During an interview with ZDNet back in 2010, when I was CEO of Photizo Group, I made the prediction that hybrid dealers would dominate the MPS market. At this time, the term hybrid dealer was still pretty new. We began using it in 2008 during dealer roadshows where we were talking about dealers who developed a hybrid business model based on a combination of the traditional dealer product sales model with the new (at the time) MPS contractual model.
Over time, our definition evolved as we conducted research on the dealer market and even defined a new class of dealer—the “services provider” who is focused almost exclusively on service contracts (M2 Digital in the UK is a great example). In fact, the term hybrid dealer became closely associated with MPS and over time, anyone who claimed to offer a per-page pricing contract called it MPS and claimed the title of hybrid dealer.
When we began using the term hybrid dealer, we really were trying to identify the leaders in the industry who were pushing the envelope of performance, execution, and excellence. But we had to find a way to measure performance and really separate out those who were claiming to be hybrid dealers and service providers from those who were just using the term MPS as a marketing tool. This lead to the development of the Leaders Index, a benchmarking program for the best hybrid dealers and MPS service providers in the industry.
Now, in my role of CEO of the advanced analytics firm Virtulyitx, I find that it’s funny how things change, but still remain the same! There still are lots of dealers and resellers out there claiming to be offering true MPS programs, when the vast majority (over 85%) are just offering a click charge or some other usage-based pricing model without any real fleet management. They don’t optimize the fleets. They don’t provide print guidelines or assess customer’s needs. Heck, a lot of these dealers are not even remotely monitoring devices. A case in point: Less than two years ago we had a dealer in Lexington offering so-called MPS contracts, based on a per page charge with minimum and overage charges, and no remote monitoring, and they basically tried to push as many A3 MFPs into a client’s office as they could get (regardless of end user’s needs). They were offering traditional click charge contracts and calling them MPS. It’s crazy!

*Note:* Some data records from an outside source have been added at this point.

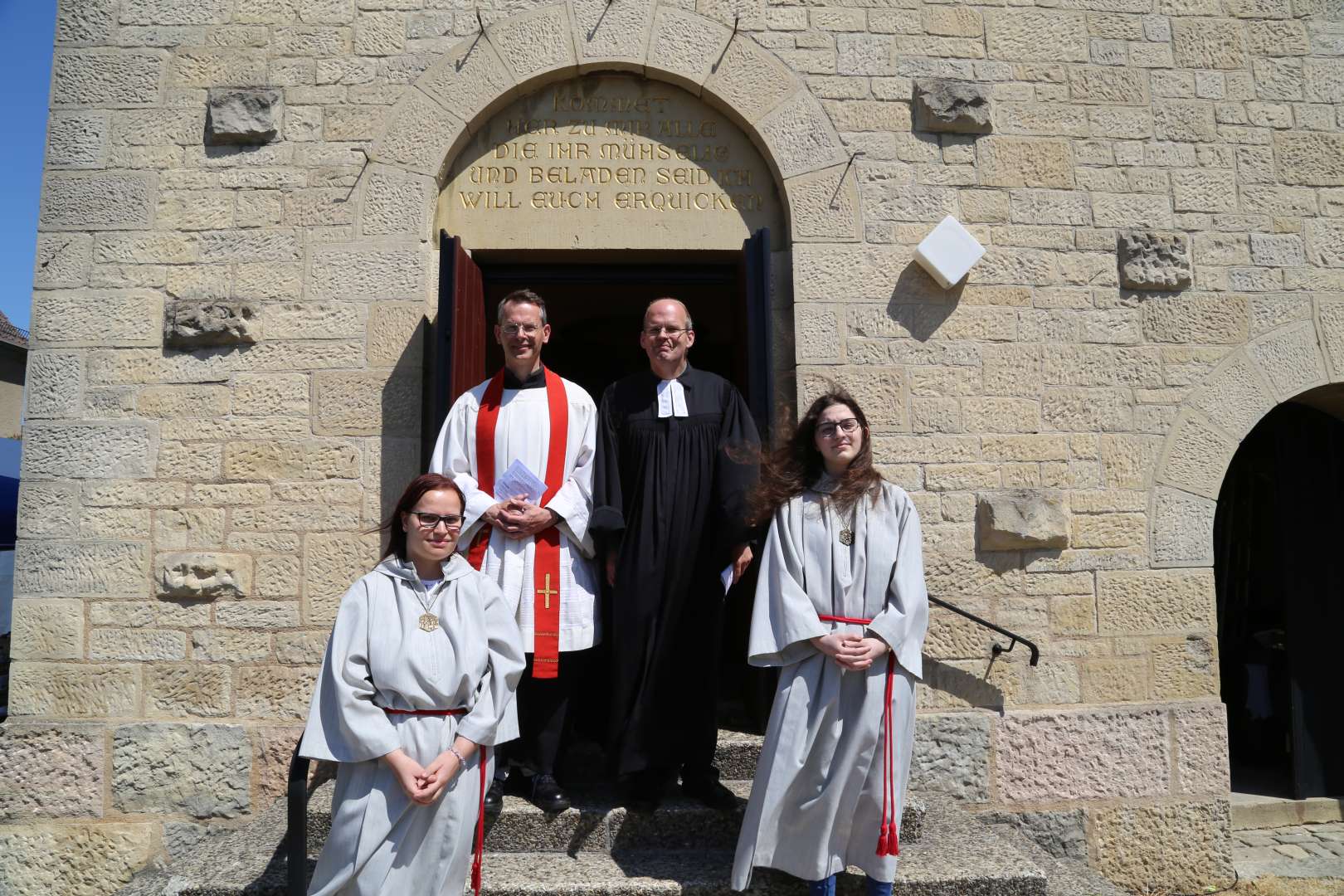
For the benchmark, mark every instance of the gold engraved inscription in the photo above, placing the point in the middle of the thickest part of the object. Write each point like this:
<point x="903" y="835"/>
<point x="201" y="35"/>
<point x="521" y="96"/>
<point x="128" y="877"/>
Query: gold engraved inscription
<point x="632" y="148"/>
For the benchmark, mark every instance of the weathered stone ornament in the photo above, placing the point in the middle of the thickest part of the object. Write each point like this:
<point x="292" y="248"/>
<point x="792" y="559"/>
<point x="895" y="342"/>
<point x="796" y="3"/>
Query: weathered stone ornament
<point x="1152" y="260"/>
<point x="949" y="251"/>
<point x="1022" y="519"/>
<point x="952" y="106"/>
<point x="242" y="116"/>
<point x="191" y="324"/>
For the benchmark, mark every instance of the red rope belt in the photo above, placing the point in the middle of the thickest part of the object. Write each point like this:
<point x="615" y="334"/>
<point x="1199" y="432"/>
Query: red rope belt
<point x="889" y="835"/>
<point x="479" y="853"/>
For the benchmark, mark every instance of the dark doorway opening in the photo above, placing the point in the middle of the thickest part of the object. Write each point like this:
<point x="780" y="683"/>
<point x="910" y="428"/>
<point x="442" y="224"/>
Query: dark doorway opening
<point x="596" y="301"/>
<point x="1278" y="536"/>
<point x="596" y="310"/>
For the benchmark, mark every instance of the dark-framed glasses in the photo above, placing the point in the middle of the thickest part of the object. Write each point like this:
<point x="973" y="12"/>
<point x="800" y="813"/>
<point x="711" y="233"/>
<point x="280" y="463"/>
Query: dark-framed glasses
<point x="674" y="332"/>
<point x="828" y="430"/>
<point x="429" y="522"/>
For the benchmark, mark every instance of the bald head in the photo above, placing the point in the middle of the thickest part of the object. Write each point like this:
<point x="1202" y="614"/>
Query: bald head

However, there are a number of enlightened dealers who are actually offering true service contracts. They have (typically) built their own MPS program, invested in people and infrastructure so they can control the delivery of their services, and they are hyper-focused on optimizing operational efficiency. These dealers instantly understand the cost impact of having toner cartridges replaced before they are empty. They know that the traditional linear programming approaches and human behavior modification approaches don’t work and that the only answer is true just-in-time (JiT) toner delivery—which is only possible using predictive analytics. In talking to the new hybrid dealers, the ones who are truly focused on efficient and profitable services delivery, they understand that saving $50 a year per device in lost toner revenue and excess shipping is a big deal, whether you are managing 5,000 devices or 100,000 devices.
Now don’t get me wrong. There are some exceptional dealers who have built programs around their core strength (selling) and they completely outsource the fulfillment piece to distribution partners or OEMs. I’ll call this group sales focused dealers—they really don’t care about efficiency. If customers throw out toner, it’s not the dealer’s problem, it’s a problem for the OEMs or distributors. Over time, even these dealers will be challenged by the hyper-efficient hybrid dealers who do control their own delivery and provide more efficient, JiT fulfillment. Why? Because the hybrid dealer will have a lower cost structure. And they can use this lower cost structure to undercut the sales-focused dealer. Ultimately, the most efficient provider wins. (I think Jeff Bezos at Amazon wrote a book on this. Or no, maybe he just built a multi-billion dollar retail killer company based on this premise.)
The next wave of hyper-efficient hybrid dealer/service provider is coming. I call them hyper-hybrid dealers. They are efficient, aggressive, growing in numbers and they are in every geography. Based on our work with providing these leaders with the Leaders Index and with our SuppliesIQ JiT toner solution, we have found these dealers have the following traits in common:
- They have invested in the staff, technology infrastructure (including fleet management systems like PrintFleet, FMAudit, etc.) and processes to be able to manage every aspect of the services delivery chain, including toner fulfillment.
- These dealers are hyper-focused on efficiency. They understand that every manual intervention, every service call, and everything that is not automated costs them money.
- Hyper-hybrid dealers are constantly looking for ways to measure their performance, to quantify what is and what isn’t working. They know they are the best and define what this means using hard data. They’re not just relying on their gut instinct.
- These dealers are more interested in customer support after the initial sale and know that this is the best way to build customer loyalty and increase profitability long term.
Are you a hyper-hybrid dealer? Or are you relying on your OEM or distributor to be hyper-efficient? If you are relying on them, can they show you facts or data to prove their efficiency level? We live in a market that never stops moving. Are you moving or just treading water?